I just tried out the MirrorMirror sample in release mode on Win32 build config, and it ran at ~220 fps. This sample uses many entities, meaning that the same ClearPipelineResources method should be called many more times than in your case....

There must be something else going on that is driving the performance issue. Is there anything modified in the engine that you are using, or is it a fresh download of the current commit?
Coordinator
May 18, 2014 at 6:24 PM
Actually it should also be possible to move the ClearPipelineResources out of the Entity3D::Render method, and instead perform that call at the higher level ViewPerspective::ExecuteTask method. This should minimize the number of times it is called, and will actually not hurt the performance of the rest of the state setting. Since each entity will set its needed parameters, then it doesn't matter which other states are still set... so we can safely skip the clear call without any problems.

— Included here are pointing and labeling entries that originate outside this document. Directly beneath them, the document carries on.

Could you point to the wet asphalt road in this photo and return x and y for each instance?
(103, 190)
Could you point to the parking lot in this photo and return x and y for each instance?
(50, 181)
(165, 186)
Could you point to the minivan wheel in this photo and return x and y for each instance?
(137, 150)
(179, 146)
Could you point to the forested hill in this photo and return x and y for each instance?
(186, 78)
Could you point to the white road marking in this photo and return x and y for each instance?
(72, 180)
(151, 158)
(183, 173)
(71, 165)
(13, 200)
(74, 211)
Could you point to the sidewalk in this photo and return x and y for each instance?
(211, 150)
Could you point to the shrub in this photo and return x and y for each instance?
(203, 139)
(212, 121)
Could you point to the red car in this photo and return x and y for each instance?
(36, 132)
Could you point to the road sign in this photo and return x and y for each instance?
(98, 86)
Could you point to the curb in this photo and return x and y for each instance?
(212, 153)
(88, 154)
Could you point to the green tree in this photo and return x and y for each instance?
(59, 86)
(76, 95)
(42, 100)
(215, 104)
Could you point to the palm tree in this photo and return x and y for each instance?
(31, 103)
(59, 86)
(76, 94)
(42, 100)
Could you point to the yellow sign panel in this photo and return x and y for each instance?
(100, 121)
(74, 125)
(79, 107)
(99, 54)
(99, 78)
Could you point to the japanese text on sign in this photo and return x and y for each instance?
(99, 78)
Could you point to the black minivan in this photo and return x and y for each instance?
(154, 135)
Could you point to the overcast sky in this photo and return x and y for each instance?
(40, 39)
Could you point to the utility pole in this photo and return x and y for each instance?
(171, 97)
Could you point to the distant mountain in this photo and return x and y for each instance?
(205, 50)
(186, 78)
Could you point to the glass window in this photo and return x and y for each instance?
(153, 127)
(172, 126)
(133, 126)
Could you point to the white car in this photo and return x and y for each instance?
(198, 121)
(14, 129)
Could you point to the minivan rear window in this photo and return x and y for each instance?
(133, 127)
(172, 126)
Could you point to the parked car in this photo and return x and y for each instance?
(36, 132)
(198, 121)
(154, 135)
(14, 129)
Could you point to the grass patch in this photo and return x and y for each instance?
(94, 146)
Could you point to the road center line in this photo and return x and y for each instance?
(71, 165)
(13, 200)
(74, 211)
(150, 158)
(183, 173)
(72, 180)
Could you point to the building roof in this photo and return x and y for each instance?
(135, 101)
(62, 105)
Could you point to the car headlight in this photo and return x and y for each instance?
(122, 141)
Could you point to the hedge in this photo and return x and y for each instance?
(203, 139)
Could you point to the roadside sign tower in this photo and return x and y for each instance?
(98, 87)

Can you double check your profiling results in this way? And also ensure that you are profiling a release build as well!
May 19, 2014 at 12:29 AM
Edited May 19, 2014 at 12:30 AM
I changed to the release mode and with the fresh version of Hieroglyph, the mirror mirror sample run at ~130 fps. It's still lower than yours. Do you think this is due to my CPU Core I5 1.6?

When I move the function pipeline->ClearPipelineResources to ViewPerspective::executure, the speed is increased by 20 fps.

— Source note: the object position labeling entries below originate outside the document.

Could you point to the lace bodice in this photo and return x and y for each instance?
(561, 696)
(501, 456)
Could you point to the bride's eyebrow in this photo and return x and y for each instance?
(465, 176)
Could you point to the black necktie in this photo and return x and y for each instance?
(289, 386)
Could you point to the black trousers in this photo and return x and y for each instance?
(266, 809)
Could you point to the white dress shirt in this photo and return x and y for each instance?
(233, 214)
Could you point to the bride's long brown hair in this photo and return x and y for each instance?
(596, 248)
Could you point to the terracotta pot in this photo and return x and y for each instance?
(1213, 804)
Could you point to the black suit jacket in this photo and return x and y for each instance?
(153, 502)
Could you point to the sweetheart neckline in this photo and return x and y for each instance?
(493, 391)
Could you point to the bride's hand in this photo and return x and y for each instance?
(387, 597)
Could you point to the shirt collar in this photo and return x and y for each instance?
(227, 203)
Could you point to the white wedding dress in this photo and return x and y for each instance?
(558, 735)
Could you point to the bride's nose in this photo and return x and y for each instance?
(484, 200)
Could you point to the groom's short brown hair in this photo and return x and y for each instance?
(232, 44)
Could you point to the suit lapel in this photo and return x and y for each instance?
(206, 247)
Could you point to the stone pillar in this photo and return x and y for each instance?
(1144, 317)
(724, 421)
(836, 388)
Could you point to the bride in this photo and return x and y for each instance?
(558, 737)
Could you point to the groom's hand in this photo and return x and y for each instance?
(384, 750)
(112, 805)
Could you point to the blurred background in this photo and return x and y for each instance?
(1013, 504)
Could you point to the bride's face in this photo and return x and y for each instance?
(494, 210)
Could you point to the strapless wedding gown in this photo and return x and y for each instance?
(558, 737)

Finally, the most greatest thing is when I build my application in the release mode, it run at 430 fps. This problem obsessed me for about a week, and now, it seems to take a heavy weight off my mind.

I just want to ask you a final question. Why is there a big difference in speed between release and debug mode in your engine?

P/S: Thanks for spending time in helping me out of it. Sorry for my bad english.
May 19, 2014 at 12:36 AM
Edited May 19, 2014 at 12:37 AM
jzink wrote:
I was thinking about this more, and if you only have a single entity, which is issuing all of the draw calls, then you should only be calling ClearPipelineResources once, right? If that is your biggest CPU usage, and it is only called once per frame, then you should be achieving very high framerates.
I have two version. One with multiples entities which run at 50 fps, and other with only one entity which run at 70 fps.
Coordinator
May 19, 2014 at 7:11 AM
The main reason that there is a big difference is that when you have very simple rendering techniques, the GPU can finish much earlier than the CPU for a given frame rendering. That means that the CPU is the primary bottleneck, so anything that you can do to speed it up will make it much faster. In release mode, the compiler and linker optimize for speed and remove all of the debugging information so that it runs much faster.

I wouldn't expect such a big difference (i.e. from ~70 in debug up to ~400 in release) but that is an indication that your CPU is the bottleneck in debug mode. Is your processor a quad core, or dual core? If it is only dual core, you may want to run in singlethreaded mode, or possibly modify the NUM_THREADS constant to 2 which may help!